MegaCRN: Meta-Graph Convolutional Recurrent Network for Spatio-Temporal
Modeling
- URL: http://arxiv.org/abs/2212.05989v2
- Date: Thu, 20 Apr 2023 02:41:27 GMT
- Title: MegaCRN: Meta-Graph Convolutional Recurrent Network for Spatio-Temporal
Modeling
- Authors: Renhe Jiang, Zhaonan Wang, Jiawei Yong, Puneet Jeph, Quanjun Chen,
Yasumasa Kobayashi, Xuan Song, Toyotaro Suzumura, Shintaro Fukushima
- Abstract summary: We propose Spatio-Temporal Learning as a novel Graph Structure Learning mechanism on Meta-temporal data.
Our model can disentangle locations and time slots with different patterns and be robustly adaptive to different anomalous situations.
- Score: 7.406501288721471
- License: http://arxiv.org/licenses/nonexclusive-distrib/1.0/
- Abstract: Spatio-temporal modeling as a canonical task of multivariate time series
forecasting has been a significant research topic in AI community.
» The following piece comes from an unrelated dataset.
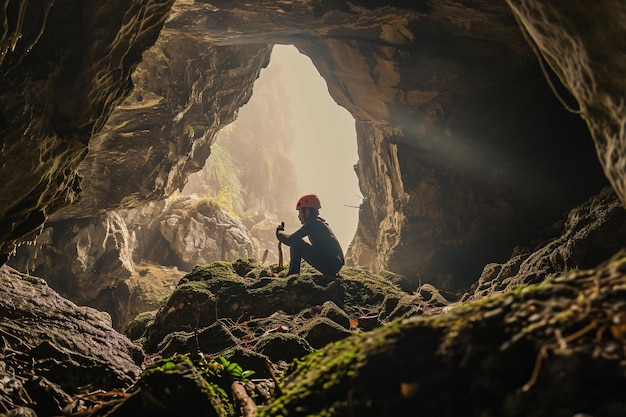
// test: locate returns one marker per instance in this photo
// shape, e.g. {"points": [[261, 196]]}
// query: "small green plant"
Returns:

To address
the underlying heterogeneity and non-stationarity implied in the graph streams,
in this study, we propose Spatio-Temporal Meta-Graph Learning as a novel Graph
Structure Learning mechanism on spatio-temporal data. Specifically, we
implement this idea into Meta-Graph Convolutional Recurrent Network (MegaCRN)
by plugging the Meta-Graph Learner powered by a Meta-Node Bank into GCRN
encoder-decoder. We conduct a comprehensive evaluation on two benchmark
datasets (METR-LA and PEMS-BAY) and a large-scale spatio-temporal dataset that
contains a variaty of non-stationary phenomena. Our model outperformed the
state-of-the-arts to a large degree on all three datasets (over 27% MAE and 34%
RMSE). Besides, through a series of qualitative evaluations, we demonstrate
that our model can explicitly disentangle locations and time slots with
different patterns and be robustly adaptive to different anomalous situations.
Codes and datasets are available at https://github.com/deepkashiwa20/MegaCRN.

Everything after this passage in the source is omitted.